C’est ne rien comprendre au Grand Remplacement que de le considérer hors de toute perspective historique ; c’est ne pas vous avoir lu que d’y voir un mouvement isolé. Dans l’industrie de la déshumanisation, il constitue une marche essentielle, et peut-être terminale, vers la marchandisation des corps et la délocalisation des âmes ; mais, avant lui, le nazisme aura également été une étape, celle du taylorisme du crime, qu’il serait irresponsable de minimiser.

J’ai simultanément découvert les attaques répugnantes dont vous faisiez l’objet. J’ai publié dans l’urgence sur Facebook quelques lignes pour dire ce que j’en pensais : ce n’était pas assez, et j’aurais voulu livrer un texte plus fourni – mais j’ai dû encore disparaître quelques jours.

Quand j’ai réapparu, ce fut la seconde photo, celle d’une colistière faisant un salut nazi ; et de nouvelles injures contre vous, d’une spectaculaire hideur (j’ai bien vu que j’étais un amateur, avec mes grossièretés à l’égard de Mme Schiappa). Cette fois, c’est comme si le voile se déchirait : on ne minimisait pas le nazisme, on vivait dans sa mythologie. Ainsi, c’étaient eux, les militants qui disaient vouloir nous suivre, nous aider, nous soutenir : des Sections d’Assaut de réseaux sociaux. Jamais je ne me serais engagé à figurer sur cette liste si j’avais su que j’aurais affaire à eux, qui ont paru n’attendre que ce moment pour révéler leur vraie nature.

Je vous écris pour vous exprimer mon soutien, sans doute trop tardif, et dérisoire, mais total, et vous dire mon impuissance à manifester ce soutien – autrement qu’en publiant cette lettre sur ma « page ».

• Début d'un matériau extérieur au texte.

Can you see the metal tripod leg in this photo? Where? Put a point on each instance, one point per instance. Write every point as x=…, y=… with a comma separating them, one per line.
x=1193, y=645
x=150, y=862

Ce n’est pas seulement une divergence de vues à quoi nous assistons – mais (c’est cette dimension qui me frappe le plus) à une attaque, frontale et non périphérique, contre un écrivain, une pensée, une œuvre. Or mon admiration pour celle-ci, sans conteste l’une des plus puissantes d’aujourd’hui, est lointaine. Aussi ne serez-vous pas étonné de trouver ici, en outre, l’expression de ma gratitude pour la dette impossible à solder que j’ai contractée auprès de vous.